2

Working on an android app, I am using FirebaseJobDispatcher to run a job after every 1 minute.

Problem

As soon as i run the app, job executes and then executes after every 1 minute.

Question

Why is onStartJob called immediately when the job is scheduled? Why is it not waiting 1 minute before executing? What am i doing wrong?

Code

public static void scheduleReminders(Context context) {

   Driver driver = new GooglePlayDriver(context);
   FirebaseJobDispatcher dispatcher = new FirebaseJobDispatcher(driver);

   Job job = dispatcher.newJobBuilder()
                    .setService(ReminderJobService.class)
                    .setTag(JOB_TAG)
                    .setConstraints(Constraint.ON_ANY_NETWORK)
                    .setLifetime(Lifetime.FOREVER)
                    .setRecurring(true)
                    .setReplaceCurrent(true)
                    .setRetryStrategy(RetryStrategy.DEFAULT_EXPONENTIAL)
                    .setTrigger(Trigger.executionWindow(60, 65))
                    .build();

   dispatcher.mustSchedule(job);
}

scheduleReminders function is called from onCreate method of the main activity.

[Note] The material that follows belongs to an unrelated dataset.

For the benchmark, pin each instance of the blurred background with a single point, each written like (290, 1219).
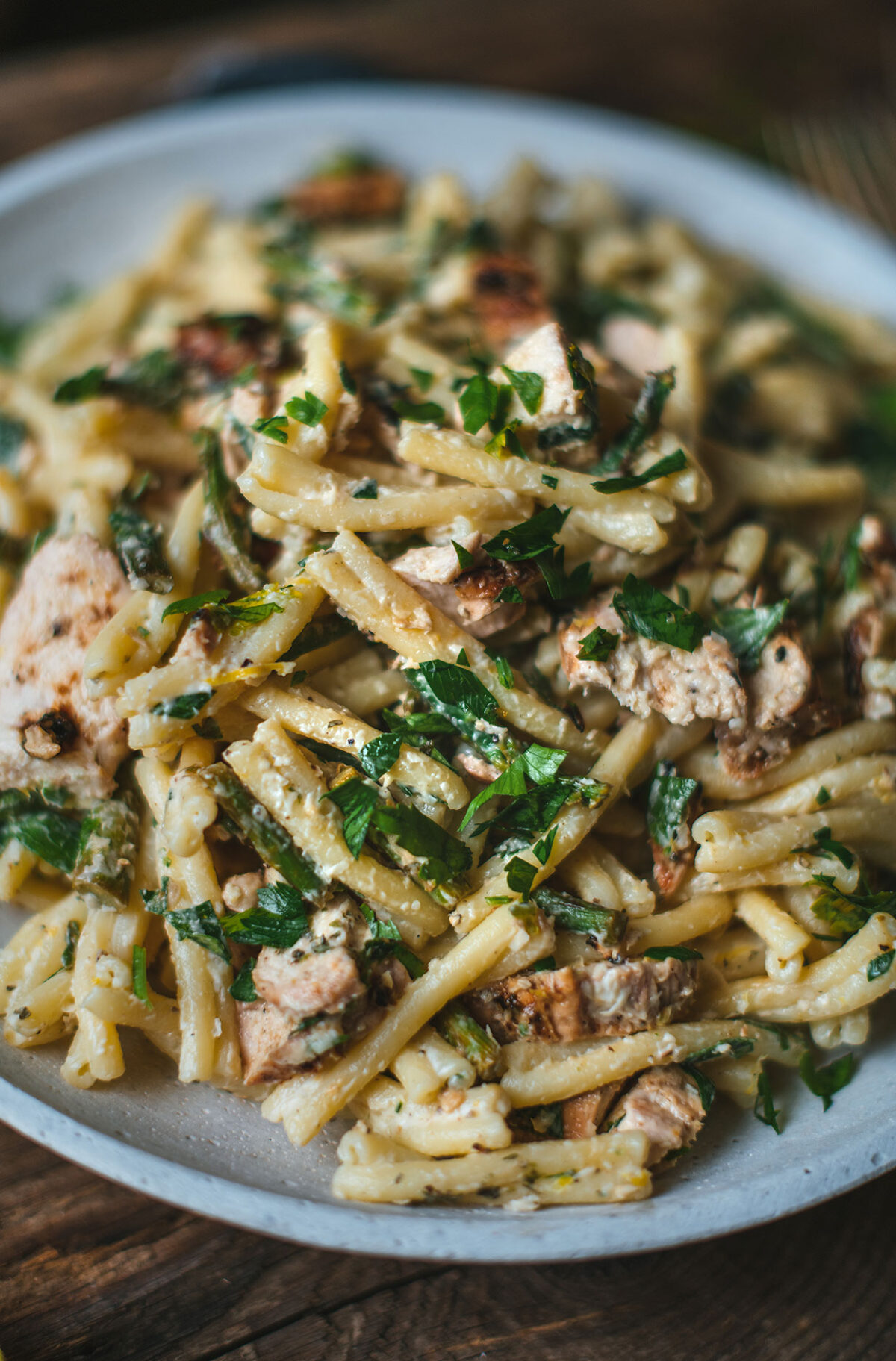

  • AFAICT, the `executionWindow()` is merely a hint. The underlying engine being used, based on the driver, may not support all possible values. – CommonsWare Jan 25 '19 at 13:12

1 Answers1

0

The source code of Trigger contains:

  /**
   * Creates a new ExecutionWindow based on the provided time interval.
   *
   * @param windowStart The earliest time (in seconds) the job should be considered eligible to run.
   *     Calculated from when the job was scheduled (for new jobs) or last run (for recurring jobs).
   * @param windowEnd The latest time (in seconds) the job should be run in an ideal world.
   *     Calculated in the same way as {@code windowStart}.
   * @throws IllegalArgumentException if the provided parameters are too restrictive.
   */

Since you are scheduling a recurring job (.setRecurring(true)), the window start time will be since the job was last run, which may cause issues if you're rescheduling a job from a minute ago with no changes, although setReplaceCurrent(true) should avoid the problem.

The more likely cause (as @CommonsWare said) is these triggers aren't perfectly accurate, they're when you'd like the OS to schedule your job, not when it'll actually run. The in an ideal world phrase in the comment above is key!

A way to increase the likelihood of execution happening at the correct time is to increase the window of opportunity the OS has, e.g 50 & 100 seconds instead of 60 & 65. Alternatively if you need something at an exact time, perhaps an Alarm is a better approach.